9781780938448Kenneth Baker’s 14-18 A New Vision for Secondary Education was published earlier this year, as Michael Gove’s offensive on the secondary curriculum continued unabatedly.  Concerned about how the emphasis on Ebacc subjects  would marginalise  vocational learning  and openly critical of Alison Wolf’s proposal that vocational options should be restricted to 20% of the Key Stage 4 curriculum, Baker enlists support from Mike Tomlinson, Alan Smithers and others.
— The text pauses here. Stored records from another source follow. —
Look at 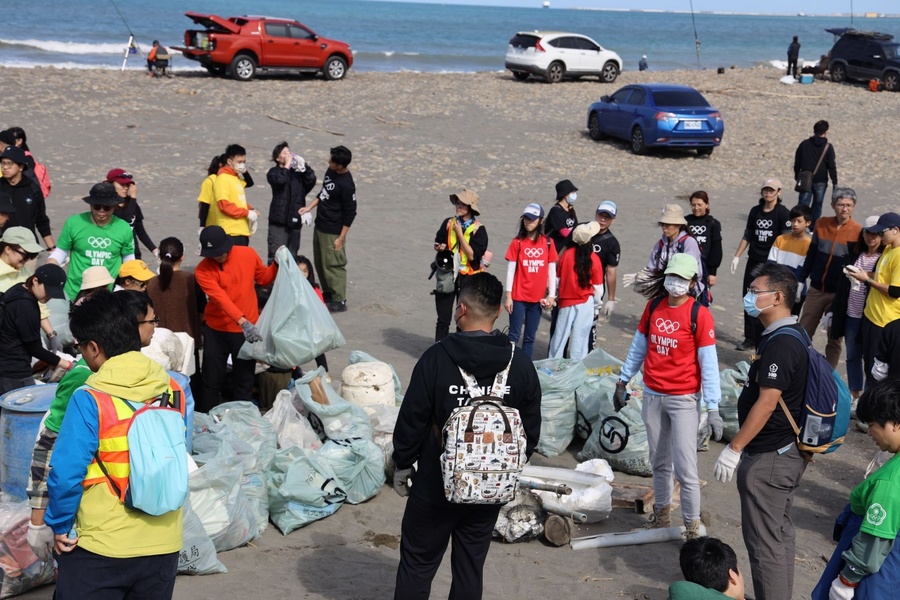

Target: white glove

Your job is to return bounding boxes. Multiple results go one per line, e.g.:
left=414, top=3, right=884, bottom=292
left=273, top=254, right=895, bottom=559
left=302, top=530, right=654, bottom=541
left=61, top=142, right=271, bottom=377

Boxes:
left=603, top=300, right=616, bottom=317
left=715, top=444, right=741, bottom=483
left=828, top=577, right=856, bottom=600
left=27, top=522, right=54, bottom=562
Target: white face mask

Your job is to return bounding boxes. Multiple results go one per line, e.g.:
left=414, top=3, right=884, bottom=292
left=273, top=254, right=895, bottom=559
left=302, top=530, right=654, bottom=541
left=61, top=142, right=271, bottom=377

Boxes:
left=663, top=275, right=691, bottom=297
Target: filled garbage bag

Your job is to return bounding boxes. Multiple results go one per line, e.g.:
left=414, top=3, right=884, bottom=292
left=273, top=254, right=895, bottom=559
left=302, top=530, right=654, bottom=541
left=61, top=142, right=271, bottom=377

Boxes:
left=238, top=246, right=345, bottom=369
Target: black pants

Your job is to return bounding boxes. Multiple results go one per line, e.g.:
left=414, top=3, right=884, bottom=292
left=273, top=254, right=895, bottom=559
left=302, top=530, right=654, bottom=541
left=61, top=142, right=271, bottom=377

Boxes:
left=54, top=546, right=178, bottom=600
left=394, top=496, right=500, bottom=600
left=197, top=325, right=256, bottom=412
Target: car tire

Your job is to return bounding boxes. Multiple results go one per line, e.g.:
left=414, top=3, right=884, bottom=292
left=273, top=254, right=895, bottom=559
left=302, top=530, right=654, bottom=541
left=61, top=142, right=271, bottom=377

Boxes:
left=547, top=60, right=566, bottom=83
left=631, top=125, right=647, bottom=155
left=600, top=60, right=619, bottom=83
left=322, top=56, right=347, bottom=81
left=588, top=113, right=609, bottom=142
left=830, top=63, right=847, bottom=83
left=230, top=54, right=256, bottom=81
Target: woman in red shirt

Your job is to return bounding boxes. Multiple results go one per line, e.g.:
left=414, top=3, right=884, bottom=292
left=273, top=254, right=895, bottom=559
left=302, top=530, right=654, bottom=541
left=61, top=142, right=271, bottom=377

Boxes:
left=550, top=221, right=603, bottom=360
left=504, top=203, right=558, bottom=358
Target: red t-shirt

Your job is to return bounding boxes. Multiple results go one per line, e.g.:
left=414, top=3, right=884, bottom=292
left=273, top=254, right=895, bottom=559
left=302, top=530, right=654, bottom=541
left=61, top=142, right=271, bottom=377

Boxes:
left=638, top=299, right=716, bottom=396
left=506, top=235, right=558, bottom=302
left=556, top=248, right=603, bottom=308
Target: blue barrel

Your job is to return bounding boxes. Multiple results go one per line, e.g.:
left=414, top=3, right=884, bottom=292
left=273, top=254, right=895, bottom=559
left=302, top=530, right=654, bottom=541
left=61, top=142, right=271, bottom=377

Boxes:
left=0, top=383, right=56, bottom=500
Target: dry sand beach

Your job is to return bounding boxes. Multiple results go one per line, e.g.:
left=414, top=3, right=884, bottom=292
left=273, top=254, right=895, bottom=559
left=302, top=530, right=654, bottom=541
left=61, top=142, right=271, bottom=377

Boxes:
left=7, top=63, right=900, bottom=600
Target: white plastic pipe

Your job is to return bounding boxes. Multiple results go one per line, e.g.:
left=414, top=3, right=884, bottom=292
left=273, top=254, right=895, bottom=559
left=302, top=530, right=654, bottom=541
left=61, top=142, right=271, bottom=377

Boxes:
left=572, top=523, right=706, bottom=550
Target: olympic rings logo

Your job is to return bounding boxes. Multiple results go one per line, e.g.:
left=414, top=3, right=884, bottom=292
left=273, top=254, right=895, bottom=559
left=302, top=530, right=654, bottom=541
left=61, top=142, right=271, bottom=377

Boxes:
left=656, top=317, right=681, bottom=335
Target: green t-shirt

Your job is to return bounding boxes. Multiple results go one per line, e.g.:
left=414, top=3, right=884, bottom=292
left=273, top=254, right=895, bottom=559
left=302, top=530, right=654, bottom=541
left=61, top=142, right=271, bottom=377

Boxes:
left=850, top=454, right=900, bottom=540
left=44, top=358, right=92, bottom=433
left=56, top=212, right=134, bottom=300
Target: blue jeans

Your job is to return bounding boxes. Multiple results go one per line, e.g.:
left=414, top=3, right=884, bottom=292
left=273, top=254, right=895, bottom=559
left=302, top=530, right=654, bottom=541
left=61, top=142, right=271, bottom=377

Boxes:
left=797, top=181, right=828, bottom=226
left=509, top=300, right=541, bottom=358
left=844, top=317, right=863, bottom=392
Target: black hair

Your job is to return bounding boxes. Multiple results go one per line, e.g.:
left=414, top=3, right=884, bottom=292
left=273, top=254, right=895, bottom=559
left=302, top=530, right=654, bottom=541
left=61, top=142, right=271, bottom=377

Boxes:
left=329, top=146, right=353, bottom=169
left=791, top=204, right=812, bottom=221
left=856, top=377, right=900, bottom=427
left=158, top=237, right=184, bottom=291
left=459, top=271, right=503, bottom=319
left=69, top=290, right=141, bottom=358
left=678, top=536, right=739, bottom=593
left=222, top=144, right=247, bottom=161
left=750, top=263, right=799, bottom=308
left=297, top=254, right=319, bottom=289
left=272, top=142, right=289, bottom=163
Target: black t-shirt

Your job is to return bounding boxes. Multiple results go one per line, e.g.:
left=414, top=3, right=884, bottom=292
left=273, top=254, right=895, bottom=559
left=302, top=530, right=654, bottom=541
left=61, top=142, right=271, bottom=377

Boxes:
left=738, top=323, right=809, bottom=453
left=544, top=202, right=576, bottom=252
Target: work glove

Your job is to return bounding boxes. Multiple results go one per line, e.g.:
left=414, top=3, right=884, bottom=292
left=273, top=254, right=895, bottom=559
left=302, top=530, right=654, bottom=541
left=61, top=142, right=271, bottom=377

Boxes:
left=613, top=380, right=628, bottom=412
left=715, top=444, right=741, bottom=483
left=603, top=300, right=616, bottom=317
left=394, top=467, right=416, bottom=498
left=27, top=522, right=54, bottom=562
left=828, top=577, right=856, bottom=600
left=706, top=410, right=725, bottom=442
left=241, top=321, right=262, bottom=344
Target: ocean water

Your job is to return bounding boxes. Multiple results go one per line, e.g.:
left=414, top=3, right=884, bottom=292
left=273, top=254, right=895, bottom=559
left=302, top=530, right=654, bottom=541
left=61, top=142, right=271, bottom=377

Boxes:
left=0, top=0, right=900, bottom=72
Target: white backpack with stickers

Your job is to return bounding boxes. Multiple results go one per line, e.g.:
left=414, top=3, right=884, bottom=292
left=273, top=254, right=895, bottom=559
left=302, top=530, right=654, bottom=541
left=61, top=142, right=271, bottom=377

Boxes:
left=441, top=351, right=527, bottom=504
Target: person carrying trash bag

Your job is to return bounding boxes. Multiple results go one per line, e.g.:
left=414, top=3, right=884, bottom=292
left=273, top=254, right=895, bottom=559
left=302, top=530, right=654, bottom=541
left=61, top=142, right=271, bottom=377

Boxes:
left=613, top=254, right=724, bottom=539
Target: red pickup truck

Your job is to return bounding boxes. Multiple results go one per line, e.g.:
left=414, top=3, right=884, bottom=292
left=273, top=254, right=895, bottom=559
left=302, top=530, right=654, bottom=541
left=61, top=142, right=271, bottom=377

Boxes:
left=173, top=12, right=353, bottom=81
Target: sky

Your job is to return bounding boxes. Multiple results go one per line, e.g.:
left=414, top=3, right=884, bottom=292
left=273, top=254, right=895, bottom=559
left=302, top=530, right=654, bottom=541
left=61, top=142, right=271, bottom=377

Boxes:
left=370, top=0, right=900, bottom=15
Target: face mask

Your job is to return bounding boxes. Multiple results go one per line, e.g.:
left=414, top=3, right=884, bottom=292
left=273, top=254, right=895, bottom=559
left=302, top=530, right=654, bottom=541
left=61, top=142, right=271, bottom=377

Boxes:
left=663, top=275, right=691, bottom=297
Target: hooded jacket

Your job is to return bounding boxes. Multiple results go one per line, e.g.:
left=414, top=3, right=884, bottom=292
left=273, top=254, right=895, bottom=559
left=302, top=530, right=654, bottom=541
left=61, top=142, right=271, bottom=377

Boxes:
left=393, top=332, right=541, bottom=504
left=44, top=352, right=182, bottom=558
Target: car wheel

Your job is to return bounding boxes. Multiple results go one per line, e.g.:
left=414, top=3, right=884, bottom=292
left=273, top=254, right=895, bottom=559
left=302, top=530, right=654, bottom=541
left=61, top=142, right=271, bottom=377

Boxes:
left=322, top=56, right=347, bottom=81
left=547, top=60, right=566, bottom=83
left=631, top=125, right=647, bottom=154
left=600, top=61, right=619, bottom=83
left=831, top=63, right=847, bottom=83
left=231, top=54, right=256, bottom=81
left=588, top=113, right=607, bottom=142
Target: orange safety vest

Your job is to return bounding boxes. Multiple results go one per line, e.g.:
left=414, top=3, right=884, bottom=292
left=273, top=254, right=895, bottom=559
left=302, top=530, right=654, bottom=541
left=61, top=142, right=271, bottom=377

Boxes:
left=82, top=377, right=185, bottom=502
left=447, top=218, right=483, bottom=275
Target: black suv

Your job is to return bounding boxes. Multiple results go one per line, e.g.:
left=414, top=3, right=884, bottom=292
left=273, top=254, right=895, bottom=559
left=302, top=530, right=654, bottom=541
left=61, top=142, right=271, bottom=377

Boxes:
left=826, top=29, right=900, bottom=92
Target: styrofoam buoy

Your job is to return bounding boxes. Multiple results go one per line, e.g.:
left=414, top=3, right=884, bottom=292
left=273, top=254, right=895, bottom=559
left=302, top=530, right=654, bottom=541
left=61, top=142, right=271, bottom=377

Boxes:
left=341, top=362, right=394, bottom=406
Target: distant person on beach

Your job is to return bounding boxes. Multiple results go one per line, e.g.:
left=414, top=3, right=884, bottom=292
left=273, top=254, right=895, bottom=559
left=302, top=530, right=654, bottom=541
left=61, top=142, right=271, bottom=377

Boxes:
left=785, top=35, right=800, bottom=79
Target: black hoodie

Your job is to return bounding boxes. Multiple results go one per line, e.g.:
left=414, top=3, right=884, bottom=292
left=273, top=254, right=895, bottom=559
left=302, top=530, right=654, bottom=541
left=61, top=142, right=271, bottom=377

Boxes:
left=394, top=331, right=541, bottom=504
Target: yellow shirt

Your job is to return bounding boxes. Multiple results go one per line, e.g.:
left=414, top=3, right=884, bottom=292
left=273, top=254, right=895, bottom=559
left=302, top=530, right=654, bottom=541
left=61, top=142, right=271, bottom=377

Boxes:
left=863, top=246, right=900, bottom=327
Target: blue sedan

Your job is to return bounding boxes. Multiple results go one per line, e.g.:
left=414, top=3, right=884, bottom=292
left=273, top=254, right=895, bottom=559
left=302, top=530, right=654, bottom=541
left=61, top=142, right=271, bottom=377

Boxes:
left=588, top=83, right=725, bottom=156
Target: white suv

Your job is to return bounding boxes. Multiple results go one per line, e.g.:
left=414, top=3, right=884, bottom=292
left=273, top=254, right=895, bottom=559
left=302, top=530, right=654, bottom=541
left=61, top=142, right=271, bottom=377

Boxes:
left=506, top=31, right=622, bottom=83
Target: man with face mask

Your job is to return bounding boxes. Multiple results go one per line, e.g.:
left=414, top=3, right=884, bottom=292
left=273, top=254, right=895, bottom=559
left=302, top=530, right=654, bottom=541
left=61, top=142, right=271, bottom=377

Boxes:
left=613, top=253, right=724, bottom=539
left=715, top=263, right=809, bottom=600
left=212, top=144, right=259, bottom=246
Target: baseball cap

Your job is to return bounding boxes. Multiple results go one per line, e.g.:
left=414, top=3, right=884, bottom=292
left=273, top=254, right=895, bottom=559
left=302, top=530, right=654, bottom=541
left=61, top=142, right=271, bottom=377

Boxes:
left=666, top=252, right=697, bottom=279
left=106, top=169, right=134, bottom=185
left=0, top=227, right=43, bottom=254
left=866, top=213, right=900, bottom=234
left=522, top=202, right=544, bottom=219
left=597, top=200, right=618, bottom=217
left=119, top=258, right=154, bottom=281
left=34, top=265, right=66, bottom=300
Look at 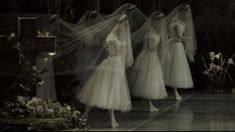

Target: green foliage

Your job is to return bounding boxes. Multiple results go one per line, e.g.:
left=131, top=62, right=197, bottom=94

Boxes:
left=0, top=96, right=88, bottom=130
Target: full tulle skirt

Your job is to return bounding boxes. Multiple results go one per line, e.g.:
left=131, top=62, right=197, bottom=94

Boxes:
left=77, top=56, right=132, bottom=112
left=130, top=50, right=167, bottom=99
left=36, top=58, right=57, bottom=100
left=168, top=42, right=194, bottom=89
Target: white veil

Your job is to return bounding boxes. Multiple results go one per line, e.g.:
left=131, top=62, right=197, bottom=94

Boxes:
left=76, top=10, right=103, bottom=28
left=132, top=12, right=170, bottom=74
left=109, top=3, right=148, bottom=32
left=166, top=4, right=197, bottom=62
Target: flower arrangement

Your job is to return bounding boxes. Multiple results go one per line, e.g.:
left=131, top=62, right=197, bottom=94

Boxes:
left=201, top=51, right=235, bottom=92
left=0, top=96, right=89, bottom=130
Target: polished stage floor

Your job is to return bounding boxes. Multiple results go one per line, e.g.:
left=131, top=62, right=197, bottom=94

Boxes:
left=88, top=92, right=235, bottom=131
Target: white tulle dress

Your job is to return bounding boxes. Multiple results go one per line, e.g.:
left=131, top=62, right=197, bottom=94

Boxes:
left=36, top=56, right=57, bottom=100
left=167, top=21, right=194, bottom=89
left=77, top=30, right=132, bottom=112
left=131, top=32, right=167, bottom=99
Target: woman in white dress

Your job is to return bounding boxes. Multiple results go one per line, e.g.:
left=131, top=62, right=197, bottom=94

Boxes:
left=77, top=15, right=133, bottom=128
left=166, top=4, right=196, bottom=100
left=36, top=53, right=57, bottom=100
left=130, top=12, right=167, bottom=112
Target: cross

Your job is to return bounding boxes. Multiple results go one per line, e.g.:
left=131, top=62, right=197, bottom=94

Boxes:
left=0, top=17, right=56, bottom=65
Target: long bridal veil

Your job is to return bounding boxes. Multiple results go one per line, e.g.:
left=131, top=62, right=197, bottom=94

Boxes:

Though the book includes some interesting ideas for the recreation of ‘middle schools’ and its back cover enjoys a range of endorsements, it doesn’t really provide a ‘new vision’, at all.  Rather it’s a return to the ideas of Ron Dearing and post-14 ‘tracking’ (Baker himself having set up the Baker Dearing Education Trust).  Brought in to  rescue Baker’s doomed  ten subject National Curriculum from growing teacher unrest, not to mention a SATs boycott in the early 1990s,  Dearing proposed that young people chose either academic or vocational pathways at age 14. During the next decade a vocational courses established themselves in most state secondary schools. Ostensibly promoted as enabling more curriculum choice reflecting a student’s ‘aptitude’ the reality was that schools put their less academic students on the GNVQs and BTECs.

The Gove curriculum  (and Wolf’s recommendations) is designed to roll-back this approach. Instead a subject based and ideologically loaded ‘grammar school’ curriculum has been imposed on all students.  Even if the English Baccalaureate proposals have been overturned,   GCSE has been rewritten to resemble the post-war O-level.  Vocational qualifications have been pruned and excluded from school league tables on the grounds that they are less rigorous and less demanding and that comprehensive schools have deliberately entered students for them, to improve league table positions.  Gove has tried to position himself as somebody wanting to restart social mobility, arguing that everybody will now have the chance to study the ‘core’ subjects valued by prestigious universities. The reality is that for most young people, the chances of upwards mobility will fall even further.

 Celebrating   a diversity of learning   opportunities even arguing young people may have particular aptitudes is one thing.  Calling for   different types of  ‘Liberal Arts’, ‘Technical’  ‘Sports and Creative Arts’ and ‘ Career’  schools at 14 as Baker does is quite another.  Baker, who has already been instrumental in establishing University Technical Colleges (UTCs) of which five are now open and another 28 approved, points to European counties like Germany and Holland;   where there are different schools for different routes. In the UTCs students will spend 40% of time on their technical subjects and 60% on a more general curriculum, including learning a foreign language  though this  will be tailored to their specialism, Baker giving  ‘German for engineering’ as an  example.

In terms of labour market placement it’s certainly the case that  German technical education has worked well, though it’s the  German apprenticeship system  to which 60% progress after they leave school and where 90% who complete, go into employment, that is seen to be the centre piece of the ‘dual system’.  Baker says little about apprenticeships and nothing  about how the German  model  has been based, at least until now, on a conception of ‘social partnership’ between employers and trade unions; rather than the free market.  The current UK system of apprenticeships   has little in common with this – Baker seems ignorant to the fact that 70% of those participating in apprenticeships are adults, most of whom    are already working for their employers.

Neither  do Baker, or any of the participating authors, attempt any real analysis of changes to occupational structure and which are most advanced in the ‘flexible’ labour markets of the UK and US. Baker is right to dismiss the ‘misguided optimism….held for several decades that a computerized, knowledge-based economy will provide a massive number of jobs for knowledge workers’ (11) but completely wrong to assume that economic prosperity and low levels of youth unemployment will depend on the re-emergence of skilled manual work (https://radicaled.wordpress.com/2013/11/21/the-hour-glass-economy/)  and an education which allows young people to ‘get their hands dirty’ (www.utcolleges.org/newsfolder/at-last,-schools-for-getting-your-hands-dirty).  

As a result, Baker’s proposals are more likely to resemble the British ‘tripartite’ model of the post-war years and they should not be regarded as an alternative to Gove.  Progressives should continue to defend the idea of ‘common schools’ which provide a good general education for all young people.  Baker’s proposals promise neither.